Golfer Lydia Ko Picks the Confidence Club

“It’s already my fifth year on the tour and I feel like I kind of set the bar very high for me at an early age,” New Zealand professional golfer Lydia Ko tells CNN Sport. “That’s why expectations went sky high.”

Over the course of a 25-minute conversation, Ko returns to the word “confidence” 11 times. She compares it to “a 15th club in the bag”, arguing it’s “almost the most important”. As Ko puts it, “Week in week out, the amount of talent or skill doesn’t change that much, but confidence can be a huge momentum builder.” Imagine her relief at this April’s Mediheal Championship, then, when the “best” three-wood she’s ever hit set Ko up for a first LPGA Tour victory in almost two years.
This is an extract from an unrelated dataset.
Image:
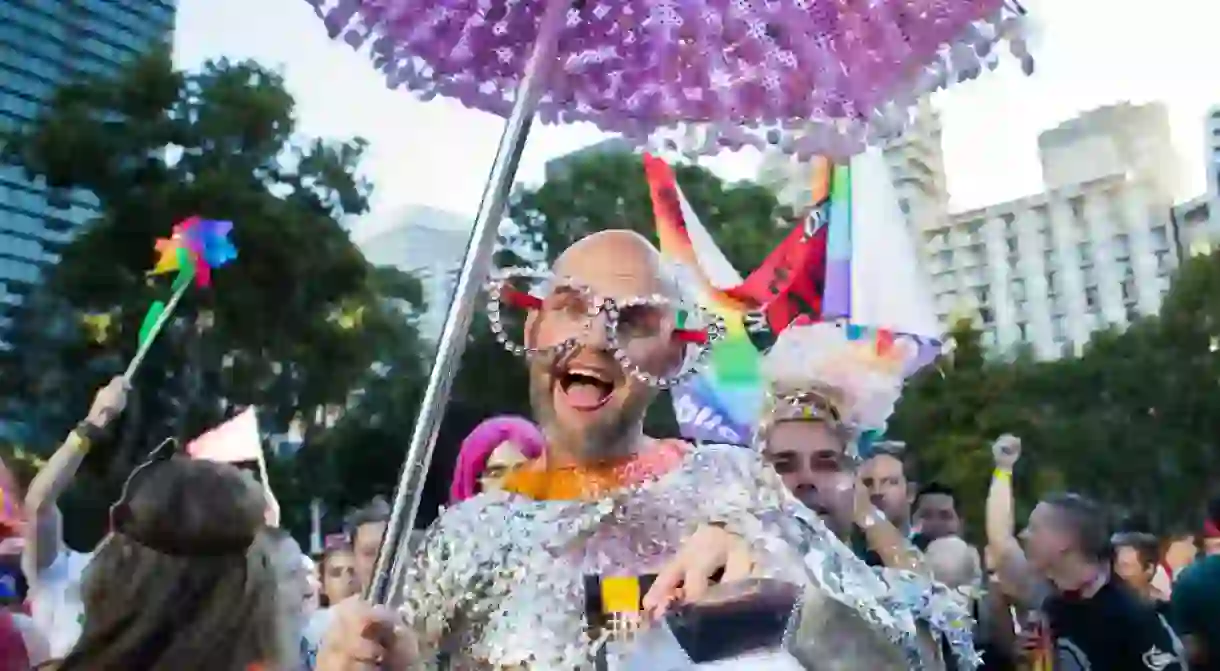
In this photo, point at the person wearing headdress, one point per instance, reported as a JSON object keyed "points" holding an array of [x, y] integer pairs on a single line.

Not worrying could be the key to Ko recovering her best form. Looking back at when she won the 2012 CN Canadian Open at the age of 15, the player recalls she “laughed the whole time and didn’t really know what was going on”. There was a freedom to her game – unfettered by the weight of expectation that comes with being placed on a pedestal as a phenomenon.

Today, she says the best piece of advice she’s ever been given was from Stacy Lewis, a former world No 1 who also went several years without an LGPA Tour win. “She called around the end of last year and said, ‘Hey, you’re playing well. Don’t worry about what happened in the past. All you can do is just focus and enjoy the moment now,’” Ko recalls. “And that was really huge for me, because she’s been in my shoes before.” Ko has come to terms with the fact that not everyone peaks at the same time.

“I guess every athlete is so different,” she muses. “Some athletes, they’ve won the same amount of titles as another, but one might have won the majority at the end of the career, or maybe progressively like Dustin Johnson’s done, having won every season for a really long time.”

Ko tells CNN she plans to retire when she’s 30 years old – acknowledging “it’s pretty amazing that Tiger Woods and Phil Mickelson are having such amazing careers at such an old age” – and says “if I’ve gotta get things done, I’ve gotta get things done before then!”

But she strongly refutes any suggestion that her early success means she has less to play for going forward. Her biggest goals are to complete the career grand slam and once again compete at the Olympics, having won silver at Rio 2016. Aged 21, with at least nine years ahead of her, Ko still has plenty of time.

Original article by Henry Young, CNN, September 13, 2018.